VTDigger.org - Welch Seeks to Close Loophole in "Dysfunctional' Drug Market

News Article

Date: Sept. 29, 2016

By Erin Mansfield

Vermont's lone congressman has introduced a bill he says would lower prescription drug costs for hospitals, targeting an aspect of what he calls "market dysfunction."

The Closing Loopholes for Orphan Drugs Act is the 10th bill Democratic Rep. Peter Welch has introduced in Congress targeting prescription drug prices. Many of them focus on small changes in market dynamics.

"We have a broken market," Welch said in an interview. "There's no competition and there's no transparency. It's being manipulated very effectively by the pharmaceutical companies to maximize profits and to keep opaque what the justification is."

Welch's new bill, which he introduced with a Republican co-sponsor, would stop pharmaceutical companies from being able to exploit a provision in federal law that allows the companies to maintain high prices for their products.

The bill would rewrite the 1983 law that encouraged pharmaceutical companies to develop drugs to treat diseases so rare that the medications wouldn't be profitable because so few people would need to buy them. Those drugs were termed "orphans" in the market.

But because of a loophole in the law, a company can develop a new drug that treats millions of people per year, Welch said. The company can then tell the U.S. Food and Drug Administration that the drug also treats a small population of people who have rare diseases.

The FDA will then award the company "orphan drug status" that legally bars certain hospitals from negotiating down the price of that drug.
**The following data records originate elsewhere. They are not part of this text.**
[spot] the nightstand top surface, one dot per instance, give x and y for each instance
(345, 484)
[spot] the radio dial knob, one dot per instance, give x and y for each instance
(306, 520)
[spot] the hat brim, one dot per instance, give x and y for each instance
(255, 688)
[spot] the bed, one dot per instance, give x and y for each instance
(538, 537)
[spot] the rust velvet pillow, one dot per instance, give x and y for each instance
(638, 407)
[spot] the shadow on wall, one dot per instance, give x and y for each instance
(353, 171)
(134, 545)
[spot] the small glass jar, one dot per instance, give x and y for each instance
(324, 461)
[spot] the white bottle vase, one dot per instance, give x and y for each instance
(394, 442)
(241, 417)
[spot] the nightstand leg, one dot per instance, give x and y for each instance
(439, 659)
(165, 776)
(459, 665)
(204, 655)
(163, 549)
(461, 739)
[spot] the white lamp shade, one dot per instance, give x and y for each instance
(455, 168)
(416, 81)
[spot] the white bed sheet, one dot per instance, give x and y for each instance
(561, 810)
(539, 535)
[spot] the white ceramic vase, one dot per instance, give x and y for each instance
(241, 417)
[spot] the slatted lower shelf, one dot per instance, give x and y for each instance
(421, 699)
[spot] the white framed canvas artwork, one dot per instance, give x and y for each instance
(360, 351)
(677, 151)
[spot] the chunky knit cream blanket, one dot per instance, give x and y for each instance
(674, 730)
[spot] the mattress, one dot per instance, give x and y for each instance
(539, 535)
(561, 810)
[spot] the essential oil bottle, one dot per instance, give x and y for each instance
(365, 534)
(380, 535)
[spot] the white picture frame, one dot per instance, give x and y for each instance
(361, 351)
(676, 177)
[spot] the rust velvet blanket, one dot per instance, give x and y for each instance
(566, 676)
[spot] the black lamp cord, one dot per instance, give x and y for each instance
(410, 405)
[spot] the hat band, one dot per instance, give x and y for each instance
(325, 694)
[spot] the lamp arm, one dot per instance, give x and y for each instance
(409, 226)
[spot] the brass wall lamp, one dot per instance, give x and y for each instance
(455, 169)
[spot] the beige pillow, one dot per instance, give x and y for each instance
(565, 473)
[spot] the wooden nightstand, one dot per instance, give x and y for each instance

That means even though the status was designed for drugs that treat only rare diseases, it is being used to help the makers of widely used drugs.

"It started with a well-intended congressional action that gave economic incentives to pharmaceutical companies to develop drugs to help people who had rare diseases," Welch said. "What's happened since then is that the pharma companies have created a loophole, and they're driving a Brink's truck through it."

"The industry has been gaming the system by slicing and dicing indications so that drugs qualify for lucrative orphan status benefits," a researcher at Johns Hopkins University said in November. "As a result, funding support intended for rare disease medicine is diverted to fund the development of blockbuster drugs."

Welch pointed to a drug called Remicade, which treats rheumatoid arthritis and a condition of the colon, two conditions that affect millions of Americans every year, according to the U.S. Centers for Disease Control and Prevention.

The FDA awarded Remicade orphan drug status in 2003 because it can also treat juvenile colitis, according to a press release from the drug manufacturer, Johnson & Johnson. The disease is very rare in children, according to Welch.

The cost of using prescription drugs with the orphan designation was an average of $112,000 per patient in 2014, according to The Washington Post. The average cost per patient to take drugs without the designation was $23,000, the Post said.

Judy Tartaglia, the CEO of Central Vermont Medical Center, supports Welch's bill. She said in a statement that removing the orphan drug loophole would allow small hospitals to get discounts on the drugs "in many situations, and would result in significant savings" to her hospital.

Three-quarters of Americans say prescription drug prices are too high, and one-quarter have trouble affording them, according to a poll from the Kaiser Family Foundation.